O centro-direita e o Chega

Qualquer pessoa do centro-direita (eleitor do PSD, CDS/PP, PPM, Iniciativa Liberal e Aliança) podia subscrever o manifesto “A clareza que defendemos”.

Por Luís Jacques

Engenheiro civil

O aparecimento do Chega e o seu crescimento nas sondagens é consequência de António Costa ter passado a linha vermelha que existia, a nível nacional e no governo, entre o PS e a extrema-esquerda (comunistas e bloquistas), quebrando o cordão sanitário que Mário Soares e os fundadores do PS tinham criado. É também consequência das agendas fracturantes da extrema-esquerda, permitidas e incentivadas pelos socialistas. Mas também é consequência dos partidos moderados do centro, nos últimos 25 anos, terem deixado de combater os temas que preocupam os portugueses, como:

– a corrupção;

– a nomeação de "Boys & Girls" socialistas, sem as qualificações necessárias, para cargos da Administração Pública e para as administrações das empresas públicas;

– o aumento significativo da subsídio dependência praticada pelo governo da geringonça, em vez de promover o investimento produtivo das empresas que crie novos empregos e que traga crescimento económico robusto que permita diminuir a pobreza e as desigualdades sociais;

– o não se terem feito as reformas, há muito tempo necessárias, do Estado, do sistema político e do sistema eleitoral;

– o mau funcionamento da justiça que é incapaz de, em tempo útil, julgar, condenar e prender quem cometeu crimes económicos e financeiros.

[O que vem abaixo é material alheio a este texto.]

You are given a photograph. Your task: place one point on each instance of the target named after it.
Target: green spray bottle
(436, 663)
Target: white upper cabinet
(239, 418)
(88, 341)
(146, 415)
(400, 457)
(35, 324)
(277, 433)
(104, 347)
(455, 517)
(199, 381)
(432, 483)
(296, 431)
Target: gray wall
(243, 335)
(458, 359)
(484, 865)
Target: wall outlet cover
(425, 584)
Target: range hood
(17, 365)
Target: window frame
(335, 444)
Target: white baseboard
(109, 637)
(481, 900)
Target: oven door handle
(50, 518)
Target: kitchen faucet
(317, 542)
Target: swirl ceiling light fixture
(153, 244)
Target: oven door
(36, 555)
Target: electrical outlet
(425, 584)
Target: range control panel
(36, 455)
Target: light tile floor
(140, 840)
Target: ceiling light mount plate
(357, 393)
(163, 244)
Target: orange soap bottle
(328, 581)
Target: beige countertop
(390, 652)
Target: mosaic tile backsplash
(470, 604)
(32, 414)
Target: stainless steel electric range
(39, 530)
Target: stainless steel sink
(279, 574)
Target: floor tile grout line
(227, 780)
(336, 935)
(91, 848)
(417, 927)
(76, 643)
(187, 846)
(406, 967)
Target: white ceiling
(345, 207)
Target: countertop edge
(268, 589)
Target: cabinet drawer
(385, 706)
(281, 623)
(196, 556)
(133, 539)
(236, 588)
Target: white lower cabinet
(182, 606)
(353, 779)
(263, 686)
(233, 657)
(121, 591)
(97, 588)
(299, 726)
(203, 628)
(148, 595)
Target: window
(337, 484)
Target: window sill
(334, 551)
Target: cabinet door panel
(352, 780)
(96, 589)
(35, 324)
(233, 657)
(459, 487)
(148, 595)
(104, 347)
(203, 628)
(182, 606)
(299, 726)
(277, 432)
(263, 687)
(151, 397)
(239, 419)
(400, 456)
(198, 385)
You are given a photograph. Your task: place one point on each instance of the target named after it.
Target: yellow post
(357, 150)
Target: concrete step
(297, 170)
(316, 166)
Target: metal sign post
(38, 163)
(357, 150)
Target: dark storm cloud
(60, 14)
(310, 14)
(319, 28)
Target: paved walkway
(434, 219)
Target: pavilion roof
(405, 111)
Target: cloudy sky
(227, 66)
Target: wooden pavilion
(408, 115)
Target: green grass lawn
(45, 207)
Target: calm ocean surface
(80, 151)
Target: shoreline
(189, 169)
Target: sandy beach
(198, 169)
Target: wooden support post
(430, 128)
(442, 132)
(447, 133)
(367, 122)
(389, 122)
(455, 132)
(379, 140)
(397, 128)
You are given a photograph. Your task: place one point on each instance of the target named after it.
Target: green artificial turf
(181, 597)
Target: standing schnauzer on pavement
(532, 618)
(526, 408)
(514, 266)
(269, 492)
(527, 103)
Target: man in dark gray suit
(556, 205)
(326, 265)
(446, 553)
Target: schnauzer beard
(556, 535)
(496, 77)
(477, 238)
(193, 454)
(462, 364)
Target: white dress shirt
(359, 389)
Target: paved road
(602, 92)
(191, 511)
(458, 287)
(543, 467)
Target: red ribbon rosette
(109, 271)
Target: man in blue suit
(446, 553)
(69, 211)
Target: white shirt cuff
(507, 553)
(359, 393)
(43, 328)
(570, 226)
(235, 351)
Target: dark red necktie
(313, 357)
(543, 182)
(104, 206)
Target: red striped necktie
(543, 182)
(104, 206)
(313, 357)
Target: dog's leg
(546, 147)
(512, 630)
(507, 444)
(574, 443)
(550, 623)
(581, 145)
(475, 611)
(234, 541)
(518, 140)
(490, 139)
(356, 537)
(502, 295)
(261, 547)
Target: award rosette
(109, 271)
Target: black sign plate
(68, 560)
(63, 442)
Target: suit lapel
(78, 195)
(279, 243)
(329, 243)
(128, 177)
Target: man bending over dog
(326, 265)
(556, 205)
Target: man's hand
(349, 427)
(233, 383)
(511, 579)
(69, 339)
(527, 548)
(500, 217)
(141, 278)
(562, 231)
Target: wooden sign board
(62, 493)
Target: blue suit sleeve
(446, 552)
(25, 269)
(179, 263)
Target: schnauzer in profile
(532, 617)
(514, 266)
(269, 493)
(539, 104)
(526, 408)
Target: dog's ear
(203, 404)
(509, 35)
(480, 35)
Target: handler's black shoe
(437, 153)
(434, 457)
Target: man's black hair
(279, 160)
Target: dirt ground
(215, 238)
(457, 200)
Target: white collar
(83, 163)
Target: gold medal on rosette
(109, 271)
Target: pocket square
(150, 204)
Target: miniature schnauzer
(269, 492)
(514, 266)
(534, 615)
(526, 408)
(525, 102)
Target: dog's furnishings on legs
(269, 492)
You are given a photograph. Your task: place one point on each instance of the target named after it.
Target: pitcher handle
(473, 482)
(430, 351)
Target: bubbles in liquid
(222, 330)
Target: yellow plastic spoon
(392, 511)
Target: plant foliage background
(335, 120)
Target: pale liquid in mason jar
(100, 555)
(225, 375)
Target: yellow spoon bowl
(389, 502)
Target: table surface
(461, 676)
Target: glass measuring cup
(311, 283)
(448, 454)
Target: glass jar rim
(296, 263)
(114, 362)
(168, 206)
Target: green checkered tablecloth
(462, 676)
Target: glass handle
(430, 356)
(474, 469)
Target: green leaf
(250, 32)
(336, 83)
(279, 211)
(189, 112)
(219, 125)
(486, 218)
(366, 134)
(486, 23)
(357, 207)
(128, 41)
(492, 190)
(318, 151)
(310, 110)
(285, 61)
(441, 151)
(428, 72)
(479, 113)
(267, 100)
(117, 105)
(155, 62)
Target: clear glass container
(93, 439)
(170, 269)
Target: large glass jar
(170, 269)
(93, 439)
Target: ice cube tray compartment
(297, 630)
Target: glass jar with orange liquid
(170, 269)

O Chega cavalga toda esta onda e se o centro-direita lhe der a mão, só o irá reforçar com transferência directa de votos.

Considero que os partidos do centro-direita devem defender as suas posições, sem receio de algumas poderem ser coincidentes com as do Chega, pois é a maneira dos eleitores saberem quais as diferenças de cada um dos partidos.

Eu também penso que é melhor não haver um acordo escrito com o Chega. Em Espanha o PP e o Ciudadanos governam três Comunidades Autónomas com o apoio parlamentar do VOX, mas penso que não há acordo escrito. A extrema-direita teve de decidir entre um governo do centro-direita ou da esquerda com a extrema-esquerda.

Não nos podemos esquecer das lições da história. Quando o PRD, em 1985, teve 18 % dos votos, a maioria à custa do PS, permitindo a Cavaco Silva governar com 29 % dos votos, Mário Soares percebeu que o crescimento do PRD iria retirar ao PS o papel de partido charneira. Quando o PRD cometeu o erro político de derrubar o governo PSD com uma moção de censura, apoiada pelo PS e PCP, o Presidente Mário Soares não chamou Vítor Constâncio para formar governo do PS com apoio do PRD e PCP, mas dissolveu a Assembleia da República e convocou eleições antecipadas. O PSD teve maioria absoluta!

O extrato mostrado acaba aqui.